For this section you need to have `ClustalOmega` installed otherwise it will fail. (See README)

You specify the criteria and the threshold of sequence identity. It calculates pairwise sequence identity between each structure and for structures with an identity percentage above the threshold (say `sequence_identity=50.00`) it chooses the one with higher resolution.

We recommend (unless you want to experiment) using `ClustalOmega` for your analysis as it is much efficient than `'Emboss`.

**This can be applied on a single PDB file**

In [19]:
poly_fil = structure_comparison_filter.StructureComparisonFilter(
    polymer_type = 'polyribonucleotide',
    sequence_length = 10,
    sequence_identity = 50.00,
    auto_download = True,
    alignment_tool = 'clustal'
)

In [20]:
single_pdb_data_list = poly_fil.apply_filters_on_pdb_id('1cgm')

In [21]:
single_pdb_data_list

[]

**It also works on a list of PDB files**

In [22]:
multiple_pdbs_data_list = poly_fil.apply_filters_on_list(['1ehz', '1aud'])

In [23]:
multiple_pdbs_data_list

[('1ehz',
  'A',
  'GCGGAUUUAGCUCAGUUGGGAGAGCGCCAGACUGAAGAUCUGGAGGUCCUGUGUUCGAUCCACAGAAUUCGCACCA'),
 ('1aud', 'B', 'GGCAGAGUCCUUCGGGACAUUGCACCUGCC')]

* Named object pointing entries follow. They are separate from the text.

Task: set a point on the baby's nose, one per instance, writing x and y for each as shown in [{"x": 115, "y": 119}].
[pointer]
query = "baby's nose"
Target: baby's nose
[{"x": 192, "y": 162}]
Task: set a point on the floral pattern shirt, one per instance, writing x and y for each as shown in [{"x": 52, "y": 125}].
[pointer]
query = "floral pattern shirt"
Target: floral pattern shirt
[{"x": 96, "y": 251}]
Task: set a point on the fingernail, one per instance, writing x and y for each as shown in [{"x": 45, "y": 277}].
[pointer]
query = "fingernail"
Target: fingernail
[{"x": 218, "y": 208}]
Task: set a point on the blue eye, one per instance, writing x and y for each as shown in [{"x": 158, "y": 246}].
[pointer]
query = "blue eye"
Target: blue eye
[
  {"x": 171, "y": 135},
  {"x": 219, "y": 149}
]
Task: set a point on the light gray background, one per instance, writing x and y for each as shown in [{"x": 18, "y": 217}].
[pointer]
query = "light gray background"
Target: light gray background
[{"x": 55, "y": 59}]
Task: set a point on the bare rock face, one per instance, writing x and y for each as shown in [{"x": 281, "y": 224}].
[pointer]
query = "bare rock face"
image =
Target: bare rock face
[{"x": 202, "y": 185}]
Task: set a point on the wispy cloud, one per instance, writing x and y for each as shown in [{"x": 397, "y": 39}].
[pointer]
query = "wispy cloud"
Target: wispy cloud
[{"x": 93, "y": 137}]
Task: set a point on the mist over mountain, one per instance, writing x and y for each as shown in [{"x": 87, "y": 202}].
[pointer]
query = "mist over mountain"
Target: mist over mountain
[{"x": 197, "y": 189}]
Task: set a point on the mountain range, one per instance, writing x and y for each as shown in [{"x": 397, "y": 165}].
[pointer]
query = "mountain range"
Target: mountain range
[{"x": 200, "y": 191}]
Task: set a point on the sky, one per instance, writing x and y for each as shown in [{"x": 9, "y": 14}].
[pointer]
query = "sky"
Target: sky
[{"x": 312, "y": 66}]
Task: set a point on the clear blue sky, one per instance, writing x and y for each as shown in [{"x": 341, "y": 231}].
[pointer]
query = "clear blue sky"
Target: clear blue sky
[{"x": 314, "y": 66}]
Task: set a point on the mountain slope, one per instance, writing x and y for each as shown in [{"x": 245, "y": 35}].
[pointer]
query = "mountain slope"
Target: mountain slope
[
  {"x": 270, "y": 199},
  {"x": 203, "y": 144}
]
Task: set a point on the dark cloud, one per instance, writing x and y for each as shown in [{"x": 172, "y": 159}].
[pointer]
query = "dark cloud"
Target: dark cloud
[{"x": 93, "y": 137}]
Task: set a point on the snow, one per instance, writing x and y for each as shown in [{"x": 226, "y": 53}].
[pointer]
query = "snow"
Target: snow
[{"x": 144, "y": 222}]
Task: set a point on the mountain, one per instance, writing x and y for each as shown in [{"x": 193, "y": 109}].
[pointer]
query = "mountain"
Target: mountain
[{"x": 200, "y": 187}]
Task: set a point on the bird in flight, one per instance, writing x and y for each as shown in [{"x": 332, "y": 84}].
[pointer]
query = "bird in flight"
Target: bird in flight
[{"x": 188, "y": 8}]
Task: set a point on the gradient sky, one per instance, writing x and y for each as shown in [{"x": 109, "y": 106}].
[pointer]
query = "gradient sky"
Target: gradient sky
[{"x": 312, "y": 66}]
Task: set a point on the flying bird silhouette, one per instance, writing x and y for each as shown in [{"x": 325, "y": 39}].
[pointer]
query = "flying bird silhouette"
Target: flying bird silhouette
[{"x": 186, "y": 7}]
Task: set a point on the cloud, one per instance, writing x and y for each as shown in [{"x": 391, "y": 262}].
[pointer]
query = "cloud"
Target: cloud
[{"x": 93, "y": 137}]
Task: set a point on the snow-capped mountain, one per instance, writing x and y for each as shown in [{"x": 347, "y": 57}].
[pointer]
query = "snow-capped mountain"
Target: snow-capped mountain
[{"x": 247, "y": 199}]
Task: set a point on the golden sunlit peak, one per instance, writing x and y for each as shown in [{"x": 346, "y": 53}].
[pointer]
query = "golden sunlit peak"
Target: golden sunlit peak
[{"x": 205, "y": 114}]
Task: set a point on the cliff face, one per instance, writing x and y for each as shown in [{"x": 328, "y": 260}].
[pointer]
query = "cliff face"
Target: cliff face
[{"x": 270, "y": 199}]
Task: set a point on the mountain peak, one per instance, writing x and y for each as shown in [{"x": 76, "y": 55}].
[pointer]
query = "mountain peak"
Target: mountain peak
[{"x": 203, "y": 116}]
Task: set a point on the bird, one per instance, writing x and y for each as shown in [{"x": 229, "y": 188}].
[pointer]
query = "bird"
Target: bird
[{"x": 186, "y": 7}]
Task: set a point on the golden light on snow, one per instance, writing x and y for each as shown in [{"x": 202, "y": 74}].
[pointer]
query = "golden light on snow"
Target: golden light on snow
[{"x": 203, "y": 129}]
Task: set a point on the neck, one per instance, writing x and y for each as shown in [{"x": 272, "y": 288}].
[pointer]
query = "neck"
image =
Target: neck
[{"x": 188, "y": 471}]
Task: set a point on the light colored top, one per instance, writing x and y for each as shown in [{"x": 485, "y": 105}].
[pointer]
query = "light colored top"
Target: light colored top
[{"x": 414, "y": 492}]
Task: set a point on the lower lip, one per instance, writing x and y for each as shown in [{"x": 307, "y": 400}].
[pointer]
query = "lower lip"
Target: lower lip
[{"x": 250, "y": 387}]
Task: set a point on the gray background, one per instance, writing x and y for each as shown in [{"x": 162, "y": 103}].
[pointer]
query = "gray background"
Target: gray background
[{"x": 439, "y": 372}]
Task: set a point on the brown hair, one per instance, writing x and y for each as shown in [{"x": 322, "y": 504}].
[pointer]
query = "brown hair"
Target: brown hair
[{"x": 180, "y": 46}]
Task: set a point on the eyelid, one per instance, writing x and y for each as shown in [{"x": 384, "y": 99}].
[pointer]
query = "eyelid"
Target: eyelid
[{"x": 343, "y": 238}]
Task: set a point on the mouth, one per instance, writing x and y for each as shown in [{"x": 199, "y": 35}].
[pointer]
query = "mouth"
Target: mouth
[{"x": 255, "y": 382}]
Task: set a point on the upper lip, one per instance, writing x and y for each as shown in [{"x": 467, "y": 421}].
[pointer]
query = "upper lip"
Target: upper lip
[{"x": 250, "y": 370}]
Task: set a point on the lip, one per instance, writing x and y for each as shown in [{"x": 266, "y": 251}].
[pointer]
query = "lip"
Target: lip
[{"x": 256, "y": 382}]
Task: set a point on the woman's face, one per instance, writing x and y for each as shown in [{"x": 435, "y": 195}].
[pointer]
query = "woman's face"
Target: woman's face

**Finally, if you provide this a dataframe with other filters applied and a data_list (obtained at *previous step*), this will apply the sequence identity criteria on the dataframe and return the final dataframe**

In [24]:
data_list = poly_fil.apply_filters_on_list(struct_filter_df['rcsb_id'].to_list())
final_df = poly_fil.apply_filter_on_df(struct_filter_df, data_list)


**Here is the final dataframe with all the filters applied**

In [25]:
final_df

Unnamed: 0,rcsb_id,exptl_method,release_date,polymer_entity_instance_count,polymer_entity_count_RNA,resolution,selected_polymer_entity_types,pdbx_keywords,chain_id,sequence
2,1csl,X-RAY DIFFRACTION,2000,2,2,1.6,Nucleic acid (only),RNA,A,AACGGGCGCAGAA
6,1dqh,X-RAY DIFFRACTION,2000,2,2,1.7,Nucleic acid (only),RNA,B,CAGGGUCGGC
8,1dul,X-RAY DIFFRACTION,2000,2,1,1.8,Protein/NA,SIGNALING PROTEIN/RNA,B,GGCUCUGUUUACCAGGUCAGGUCCGAAAGGAAGCAGCCAAGGCAGAGCC
12,1efo,X-RAY DIFFRACTION,2000,2,1,2.3,Nucleic acid (only),DNA-RNA HYBRID,B,GAAGAGAGAG


**NOTE**: In the module `DatasetCreator`, we combine all the filters and search for the families of these structures using `cmscan` from `Infernal`.